Jakarta, Komisi Pemberantasan Korupsi (KPK) memeriksa mantan Staf Khusus Presiden Joko Widodo Bidang Ekonomi, Arif Budimanta, selama 10 jam pada Senin (14/4). Arif yang juga dikenal sebagai politikus PDI Perjuangan diperiksa dalam kapasitas sebagai saksi dalam penyidikan dugaan korupsi pemberian fasilitas kredit oleh Lembaga Pembiayaan Ekspor Indonesia (LPEI).
Pemeriksaan dilakukan secara intensif di Gedung Merah Putih KPK, Jakarta. Juru Bicara KPK, Tessa Mahardhika Sugiarto, menyampaikan bahwa lamanya pemeriksaan menunjukkan banyaknya materi yang perlu diklarifikasi oleh penyidik.
“Saya pikir semua keterangan yang dibutuhkan akan ditanyakan oleh penyidik. Tentunya 10 jam itu bukan waktu yang sedikit, berarti banyak materi yang perlu dikonfirmasi kepada yang bersangkutan,” kata Tessa di hadapan awak media.
Meski begitu, Tessa belum menjelaskan lebih lanjut mengenai substansi pemeriksaan terhadap Arif Budimanta. Ia hanya menyampaikan bahwa tidak menutup kemungkinan penyidik akan memanggil Arif kembali jika diperlukan sebagai tambahan bukti dalam kasus tersebut.
Dugaan Korupsi Kredit Ekspor
Kasus yang tengah disidik ini berkaitan dengan dugaan penyalahgunaan fasilitas kredit ekspor oleh LPEI kepada PT Petro Energy (PE).

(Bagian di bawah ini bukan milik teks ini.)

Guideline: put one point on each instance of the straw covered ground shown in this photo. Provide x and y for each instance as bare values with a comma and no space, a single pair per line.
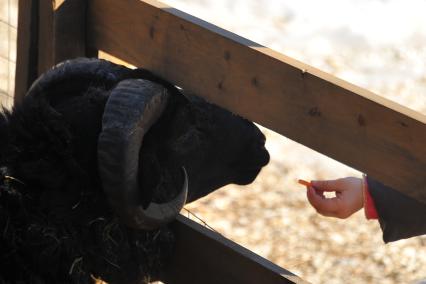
273,218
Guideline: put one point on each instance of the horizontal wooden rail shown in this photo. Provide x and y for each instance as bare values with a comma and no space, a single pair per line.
203,256
331,116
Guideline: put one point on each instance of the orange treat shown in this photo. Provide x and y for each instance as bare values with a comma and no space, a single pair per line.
304,182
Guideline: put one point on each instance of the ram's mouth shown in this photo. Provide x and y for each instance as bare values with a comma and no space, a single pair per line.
132,108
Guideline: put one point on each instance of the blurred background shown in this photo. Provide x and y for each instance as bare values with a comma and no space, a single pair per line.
377,44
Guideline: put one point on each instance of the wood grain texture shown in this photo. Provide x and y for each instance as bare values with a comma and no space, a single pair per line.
376,136
26,59
203,256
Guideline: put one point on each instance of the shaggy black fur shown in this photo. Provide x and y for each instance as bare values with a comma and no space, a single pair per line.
56,225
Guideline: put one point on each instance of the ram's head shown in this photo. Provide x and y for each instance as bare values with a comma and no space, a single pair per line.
152,148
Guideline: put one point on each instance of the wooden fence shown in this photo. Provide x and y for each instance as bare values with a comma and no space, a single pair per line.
340,120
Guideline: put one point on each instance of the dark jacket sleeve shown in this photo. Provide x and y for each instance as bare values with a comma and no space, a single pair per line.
400,216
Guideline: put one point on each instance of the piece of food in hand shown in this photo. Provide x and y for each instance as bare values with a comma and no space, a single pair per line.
304,182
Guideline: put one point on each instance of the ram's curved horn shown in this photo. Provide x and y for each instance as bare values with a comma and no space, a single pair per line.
133,106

KPK telah menetapkan lima tersangka dalam kasus tersebut, yakni Dwi Wahyudi dan Arif Setiawan dari LPEI, serta tiga petinggi PT PE yaitu Newin Nugroho, Jimmy Masrin, dan Susy Mira Dewi Sugiarta.
Dalam penjelasannya, KPK menyatakan telah terjadi benturan kepentingan antara pejabat LPEI dan pihak debitur. Para tersangka diduga melakukan kesepakatan awal untuk mempermudah proses pemberian kredit, meskipun tidak memenuhi kelayakan. Bahkan, dokumen purchase order dan invoice yang diajukan disebutkan palsu, tidak sesuai dengan kondisi sebenarnya.
LPEI disebut mengalami kerugian negara sebesar US$18 juta dan Rp549 miliar hanya dari pemberian kredit kepada PT PE. Namun, angka tersebut diperkirakan akan membengkak karena KPK juga sedang menyelidiki fasilitas kredit kepada 10 debitur lainnya. Potensi total kerugian negara disebut mencapai Rp11,7 triliun.
Integritas dan Akuntabilitas Publik
Keterlibatan mantan pejabat di lingkaran pemerintahan dalam pemeriksaan ini menjadi perhatian publik. Masyarakat mengharapkan proses hukum berlangsung transparan dan akuntabel. Penting bagi lembaga penegak hukum untuk menegakkan prinsip keadilan secara profesional, tanpa memandang jabatan atau latar belakang politik seseorang.